Kugler stressed that the concert company was a separate business and said that Ned Pan Inc. “believes it is in compliance with all applicable gift laws.”
In addition to the state limit of $470 annually, Los Angeles imposes a stricter limit of $100 annually on gifts to elected officials from “restricted sources,” which include city contractors and people who have recently sought to influence those officials on something that affects them financially. Lawmakers are also barred from asking for gifts from those sources.
More broadly, L.A. bars city officials from asking for or accepting any gifts when it is “reasonably foreseeable” that they could be influenced by those gifts in their official duties.
Los Angeles City Ethics Commission staff did not answer questions from The LA Times about whether the “Hamilton” tickets were subject to the stricter limit, but several council members treated them as if they were, reimbursing the company for all but $100 of the ticket value.
In a September letter, Councilman Paul Koretz thanked Green for the “Hamilton” tickets and said he could accept only $100 in gifts from the company because it was a “restricted source,” offering a personal check for the rest of the admission price for him and a guest.
Koretz said it “just seemed like the safer way to go.”
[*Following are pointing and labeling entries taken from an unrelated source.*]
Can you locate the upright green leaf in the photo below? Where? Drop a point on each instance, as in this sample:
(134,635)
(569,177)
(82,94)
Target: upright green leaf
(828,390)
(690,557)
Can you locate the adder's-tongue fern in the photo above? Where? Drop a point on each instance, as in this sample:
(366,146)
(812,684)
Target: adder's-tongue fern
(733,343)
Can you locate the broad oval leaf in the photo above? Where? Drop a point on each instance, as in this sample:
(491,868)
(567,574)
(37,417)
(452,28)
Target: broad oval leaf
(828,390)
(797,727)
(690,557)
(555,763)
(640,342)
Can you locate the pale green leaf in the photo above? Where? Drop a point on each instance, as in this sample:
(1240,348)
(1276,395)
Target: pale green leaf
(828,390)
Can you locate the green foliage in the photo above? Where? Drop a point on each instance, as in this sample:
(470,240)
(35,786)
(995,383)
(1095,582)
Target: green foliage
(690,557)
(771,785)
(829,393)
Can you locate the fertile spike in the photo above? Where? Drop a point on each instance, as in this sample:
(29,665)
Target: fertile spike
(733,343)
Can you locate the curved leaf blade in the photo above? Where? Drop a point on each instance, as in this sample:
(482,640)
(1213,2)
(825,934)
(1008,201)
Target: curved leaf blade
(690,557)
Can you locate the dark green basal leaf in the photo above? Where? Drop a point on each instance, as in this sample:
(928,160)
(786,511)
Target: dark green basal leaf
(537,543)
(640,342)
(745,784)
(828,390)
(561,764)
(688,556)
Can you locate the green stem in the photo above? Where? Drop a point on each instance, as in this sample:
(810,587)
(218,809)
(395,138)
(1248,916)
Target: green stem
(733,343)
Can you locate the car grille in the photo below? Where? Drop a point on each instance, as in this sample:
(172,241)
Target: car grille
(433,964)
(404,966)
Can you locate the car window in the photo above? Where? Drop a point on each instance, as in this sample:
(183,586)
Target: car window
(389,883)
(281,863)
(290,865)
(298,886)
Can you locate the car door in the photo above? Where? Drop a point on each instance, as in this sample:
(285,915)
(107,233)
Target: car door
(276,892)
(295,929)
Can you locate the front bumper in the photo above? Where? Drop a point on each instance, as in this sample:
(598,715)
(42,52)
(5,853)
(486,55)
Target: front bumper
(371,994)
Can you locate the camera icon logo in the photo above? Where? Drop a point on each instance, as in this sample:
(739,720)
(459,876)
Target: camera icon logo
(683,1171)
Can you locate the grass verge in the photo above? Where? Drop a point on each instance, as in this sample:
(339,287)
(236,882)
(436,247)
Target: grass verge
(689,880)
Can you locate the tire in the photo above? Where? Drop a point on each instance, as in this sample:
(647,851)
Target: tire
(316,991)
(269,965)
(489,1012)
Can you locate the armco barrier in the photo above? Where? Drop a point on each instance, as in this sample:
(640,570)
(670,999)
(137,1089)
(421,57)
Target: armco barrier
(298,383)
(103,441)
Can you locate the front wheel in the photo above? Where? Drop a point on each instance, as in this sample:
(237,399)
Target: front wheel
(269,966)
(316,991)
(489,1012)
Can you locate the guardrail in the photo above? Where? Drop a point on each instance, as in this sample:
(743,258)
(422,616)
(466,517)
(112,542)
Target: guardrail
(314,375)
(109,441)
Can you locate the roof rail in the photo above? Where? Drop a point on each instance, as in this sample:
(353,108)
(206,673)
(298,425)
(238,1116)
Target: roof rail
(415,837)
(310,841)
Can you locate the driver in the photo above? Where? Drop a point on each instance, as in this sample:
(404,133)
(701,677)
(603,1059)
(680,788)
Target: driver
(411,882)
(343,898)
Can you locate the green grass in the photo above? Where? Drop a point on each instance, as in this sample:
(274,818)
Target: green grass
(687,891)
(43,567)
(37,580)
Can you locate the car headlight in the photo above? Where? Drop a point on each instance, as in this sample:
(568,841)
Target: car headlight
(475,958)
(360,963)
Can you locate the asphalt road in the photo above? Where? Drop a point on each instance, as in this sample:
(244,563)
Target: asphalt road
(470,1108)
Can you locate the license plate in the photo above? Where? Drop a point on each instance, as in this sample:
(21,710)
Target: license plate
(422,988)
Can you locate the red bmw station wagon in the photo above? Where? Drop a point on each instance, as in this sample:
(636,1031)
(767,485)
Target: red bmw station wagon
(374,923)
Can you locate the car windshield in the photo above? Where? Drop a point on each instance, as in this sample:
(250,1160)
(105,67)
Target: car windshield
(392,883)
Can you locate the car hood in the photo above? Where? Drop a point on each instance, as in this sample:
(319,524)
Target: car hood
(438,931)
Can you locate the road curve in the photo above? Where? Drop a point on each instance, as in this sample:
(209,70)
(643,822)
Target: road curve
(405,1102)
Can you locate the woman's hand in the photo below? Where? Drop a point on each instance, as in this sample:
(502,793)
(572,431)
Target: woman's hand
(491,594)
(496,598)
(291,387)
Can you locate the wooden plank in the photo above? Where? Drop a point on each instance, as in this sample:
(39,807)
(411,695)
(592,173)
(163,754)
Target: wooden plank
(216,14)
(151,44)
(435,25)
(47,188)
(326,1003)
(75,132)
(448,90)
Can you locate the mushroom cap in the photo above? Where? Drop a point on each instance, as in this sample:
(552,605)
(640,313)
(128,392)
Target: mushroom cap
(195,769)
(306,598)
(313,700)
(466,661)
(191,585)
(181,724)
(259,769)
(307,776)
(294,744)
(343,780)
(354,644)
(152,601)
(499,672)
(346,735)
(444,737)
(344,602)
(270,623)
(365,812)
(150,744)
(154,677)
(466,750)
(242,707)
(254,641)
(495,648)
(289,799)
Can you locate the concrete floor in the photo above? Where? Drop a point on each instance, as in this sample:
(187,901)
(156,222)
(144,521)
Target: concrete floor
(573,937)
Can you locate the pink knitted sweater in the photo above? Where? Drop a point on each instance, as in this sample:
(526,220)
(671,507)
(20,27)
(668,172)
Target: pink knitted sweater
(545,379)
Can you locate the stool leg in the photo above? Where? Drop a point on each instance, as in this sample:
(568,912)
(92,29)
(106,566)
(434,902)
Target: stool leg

His wife, Gail Koretz, who works for Mayor Eric Garcetti, accepted an additional two tickets worth $250 as a gift because the company is not a restricted source for her, the councilman said. Los Angeles has different rules about who counts as a restricted source for city staffers who are not elected.
A few politicians did not go: Councilman Mike Bonin turned down the offer. Councilman Paul Krekorian, City Controller Ron Galperin and City Atty. Mike Feuer said they were unable to attend. And Councilman Bob Blumenfield went to see the show on another night and paid directly for his own tickets, his district director Michael Owens said.